The couple, who were named by the magazine as Daniel de Freitas and Noam Chezier, wanted Google to make a public demo available and integrate it into the Google Assistant virtual assistant, but the executives weren’t convinced, claiming that the technology didn’t meet the company’s standards for “safety and fairness” systems. Artificial intelligence, people familiar with the matter told the newspaper.
Two years later, Microsoft did what Google failed to do when it supported ChatGPT’s creator OpenAI, released a public beta, and integrated elements of it into its Bing search engine.
At the same time, Microsoft enjoyed — and still does — all the resulting publicity associated with its bold decision to make the AI tool widely available. Meanwhile, Google is now playing catch-up with its own version, called Bard, which the magazine says is based to some extent on the work of De Freitas and Shazeer.
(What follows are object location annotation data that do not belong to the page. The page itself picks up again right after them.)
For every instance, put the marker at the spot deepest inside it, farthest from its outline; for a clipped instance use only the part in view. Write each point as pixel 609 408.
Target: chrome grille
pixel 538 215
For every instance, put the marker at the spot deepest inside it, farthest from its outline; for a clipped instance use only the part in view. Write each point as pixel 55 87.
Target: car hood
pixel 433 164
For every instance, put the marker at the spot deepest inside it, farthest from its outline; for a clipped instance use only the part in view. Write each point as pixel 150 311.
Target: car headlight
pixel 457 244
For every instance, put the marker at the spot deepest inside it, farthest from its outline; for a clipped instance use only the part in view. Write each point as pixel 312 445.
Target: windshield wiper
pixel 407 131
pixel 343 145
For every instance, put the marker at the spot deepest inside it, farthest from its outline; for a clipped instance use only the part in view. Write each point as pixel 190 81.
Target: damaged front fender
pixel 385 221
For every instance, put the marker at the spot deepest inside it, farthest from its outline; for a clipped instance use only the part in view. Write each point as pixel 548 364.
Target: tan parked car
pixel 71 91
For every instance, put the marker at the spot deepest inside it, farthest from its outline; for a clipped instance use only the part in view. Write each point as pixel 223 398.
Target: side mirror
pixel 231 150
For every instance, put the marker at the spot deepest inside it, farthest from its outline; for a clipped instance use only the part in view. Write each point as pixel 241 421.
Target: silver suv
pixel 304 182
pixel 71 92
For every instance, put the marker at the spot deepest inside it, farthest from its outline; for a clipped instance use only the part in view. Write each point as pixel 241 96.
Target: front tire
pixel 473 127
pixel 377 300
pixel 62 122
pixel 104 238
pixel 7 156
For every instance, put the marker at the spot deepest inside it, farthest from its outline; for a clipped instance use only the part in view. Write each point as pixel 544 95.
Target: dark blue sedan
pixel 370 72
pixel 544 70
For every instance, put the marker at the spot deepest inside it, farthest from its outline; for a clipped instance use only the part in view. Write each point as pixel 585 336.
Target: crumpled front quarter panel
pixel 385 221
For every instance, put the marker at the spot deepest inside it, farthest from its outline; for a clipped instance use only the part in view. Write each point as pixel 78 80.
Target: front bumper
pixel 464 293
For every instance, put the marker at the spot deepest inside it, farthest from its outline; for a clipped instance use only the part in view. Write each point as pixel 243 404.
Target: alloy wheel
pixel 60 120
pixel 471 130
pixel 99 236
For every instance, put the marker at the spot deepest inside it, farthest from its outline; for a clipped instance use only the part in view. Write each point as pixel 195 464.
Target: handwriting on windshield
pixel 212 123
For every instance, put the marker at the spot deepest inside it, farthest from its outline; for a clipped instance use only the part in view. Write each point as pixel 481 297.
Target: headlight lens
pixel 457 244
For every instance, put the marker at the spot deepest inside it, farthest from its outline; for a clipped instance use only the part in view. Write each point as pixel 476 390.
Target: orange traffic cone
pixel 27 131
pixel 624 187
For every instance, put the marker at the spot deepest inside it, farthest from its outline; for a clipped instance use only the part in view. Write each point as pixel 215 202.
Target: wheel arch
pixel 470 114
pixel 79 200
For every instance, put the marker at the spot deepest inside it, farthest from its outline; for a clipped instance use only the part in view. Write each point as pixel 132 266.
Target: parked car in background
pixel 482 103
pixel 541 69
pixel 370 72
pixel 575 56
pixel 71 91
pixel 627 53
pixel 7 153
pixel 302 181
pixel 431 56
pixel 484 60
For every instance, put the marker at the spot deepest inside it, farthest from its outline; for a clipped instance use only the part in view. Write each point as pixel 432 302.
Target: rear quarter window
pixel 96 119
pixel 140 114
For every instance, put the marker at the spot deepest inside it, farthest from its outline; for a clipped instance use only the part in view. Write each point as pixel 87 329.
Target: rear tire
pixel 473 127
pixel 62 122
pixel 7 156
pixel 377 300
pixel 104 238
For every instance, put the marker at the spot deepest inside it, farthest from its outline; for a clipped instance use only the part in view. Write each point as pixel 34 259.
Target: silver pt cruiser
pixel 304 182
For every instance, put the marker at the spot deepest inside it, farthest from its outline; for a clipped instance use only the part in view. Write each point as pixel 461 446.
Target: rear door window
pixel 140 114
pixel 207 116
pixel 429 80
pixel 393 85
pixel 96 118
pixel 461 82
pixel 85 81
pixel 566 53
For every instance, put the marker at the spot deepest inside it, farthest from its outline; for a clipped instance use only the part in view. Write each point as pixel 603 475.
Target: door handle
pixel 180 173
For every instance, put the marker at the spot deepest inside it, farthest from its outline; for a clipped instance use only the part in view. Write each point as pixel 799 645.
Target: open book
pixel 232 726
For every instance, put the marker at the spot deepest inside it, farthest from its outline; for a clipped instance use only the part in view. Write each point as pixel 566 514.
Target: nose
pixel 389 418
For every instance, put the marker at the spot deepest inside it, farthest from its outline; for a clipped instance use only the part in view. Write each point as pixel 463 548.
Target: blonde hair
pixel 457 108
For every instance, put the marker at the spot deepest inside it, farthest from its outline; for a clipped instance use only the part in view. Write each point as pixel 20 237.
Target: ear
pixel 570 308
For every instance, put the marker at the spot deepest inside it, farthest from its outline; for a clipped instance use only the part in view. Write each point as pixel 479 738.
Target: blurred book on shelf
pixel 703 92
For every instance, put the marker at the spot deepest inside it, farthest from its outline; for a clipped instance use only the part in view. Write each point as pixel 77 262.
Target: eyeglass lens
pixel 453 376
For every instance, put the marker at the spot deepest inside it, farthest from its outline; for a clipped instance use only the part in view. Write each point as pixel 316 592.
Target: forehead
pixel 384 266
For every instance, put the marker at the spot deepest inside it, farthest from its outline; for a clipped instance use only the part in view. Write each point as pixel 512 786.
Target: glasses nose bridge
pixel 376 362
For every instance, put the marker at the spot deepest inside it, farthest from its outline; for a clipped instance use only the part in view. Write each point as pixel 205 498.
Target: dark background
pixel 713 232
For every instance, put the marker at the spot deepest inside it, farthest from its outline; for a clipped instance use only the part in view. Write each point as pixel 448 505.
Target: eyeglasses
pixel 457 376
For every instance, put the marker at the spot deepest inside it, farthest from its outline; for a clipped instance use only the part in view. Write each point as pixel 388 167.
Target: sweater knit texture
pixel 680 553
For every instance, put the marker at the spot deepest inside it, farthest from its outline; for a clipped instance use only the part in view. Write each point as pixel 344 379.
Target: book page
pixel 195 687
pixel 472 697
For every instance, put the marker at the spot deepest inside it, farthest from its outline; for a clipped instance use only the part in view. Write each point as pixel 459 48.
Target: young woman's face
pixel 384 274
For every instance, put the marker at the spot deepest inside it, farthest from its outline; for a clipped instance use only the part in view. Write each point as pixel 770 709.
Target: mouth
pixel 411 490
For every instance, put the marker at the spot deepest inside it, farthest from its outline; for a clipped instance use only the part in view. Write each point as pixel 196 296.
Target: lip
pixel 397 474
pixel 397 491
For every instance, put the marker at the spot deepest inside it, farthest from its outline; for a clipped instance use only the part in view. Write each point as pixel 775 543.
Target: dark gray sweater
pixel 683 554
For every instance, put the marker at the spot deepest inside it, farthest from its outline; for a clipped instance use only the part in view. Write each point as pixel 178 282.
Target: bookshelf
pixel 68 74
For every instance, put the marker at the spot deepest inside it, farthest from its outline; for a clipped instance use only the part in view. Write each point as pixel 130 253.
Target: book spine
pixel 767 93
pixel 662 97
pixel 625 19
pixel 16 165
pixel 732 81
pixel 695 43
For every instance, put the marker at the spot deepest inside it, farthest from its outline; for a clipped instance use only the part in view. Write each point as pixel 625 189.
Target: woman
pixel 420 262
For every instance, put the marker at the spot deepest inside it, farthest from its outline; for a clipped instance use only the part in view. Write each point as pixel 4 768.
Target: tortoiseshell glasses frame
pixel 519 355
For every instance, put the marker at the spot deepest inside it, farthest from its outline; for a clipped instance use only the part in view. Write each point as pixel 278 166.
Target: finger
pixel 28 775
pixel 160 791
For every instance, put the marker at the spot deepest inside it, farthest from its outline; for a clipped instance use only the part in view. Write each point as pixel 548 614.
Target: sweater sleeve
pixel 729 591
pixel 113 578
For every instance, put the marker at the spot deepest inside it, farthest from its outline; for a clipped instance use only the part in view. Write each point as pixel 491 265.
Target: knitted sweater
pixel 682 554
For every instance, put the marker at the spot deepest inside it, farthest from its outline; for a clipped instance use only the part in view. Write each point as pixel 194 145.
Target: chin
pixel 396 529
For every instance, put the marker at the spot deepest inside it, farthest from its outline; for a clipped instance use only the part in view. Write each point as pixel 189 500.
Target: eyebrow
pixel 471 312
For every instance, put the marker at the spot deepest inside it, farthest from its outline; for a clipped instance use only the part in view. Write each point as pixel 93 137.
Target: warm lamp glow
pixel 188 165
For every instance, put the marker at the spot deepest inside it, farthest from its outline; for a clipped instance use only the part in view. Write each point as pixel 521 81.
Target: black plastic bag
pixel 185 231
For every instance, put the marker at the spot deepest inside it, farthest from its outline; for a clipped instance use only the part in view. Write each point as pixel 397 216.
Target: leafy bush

Google unveiled Bard last month and said it continues to test it before making it more widely available. Similar to ChatGPT, it answers queries in a conversational manner. Although the use of the technology goes beyond search engines, Google fears that if the AI format proves popular for search, Microsoft may be able to wrest a large chunk of the lucrative advertising market from Google’s popular search product.
Despite the missed opportunity, Google and its parent company, Alphabet, have huge resources to ensure Bard’s rapid development, giving it a fighting chance to compete effectively with anything Microsoft produces.
As for De Freitas and Shazeer, they were apparently so frustrated by Google’s reluctance to seize their business opportunity that they left the company in 2021.
To see how ChatGPT and Bard currently stack up, see this Digital Trends article comparing the two chatbots.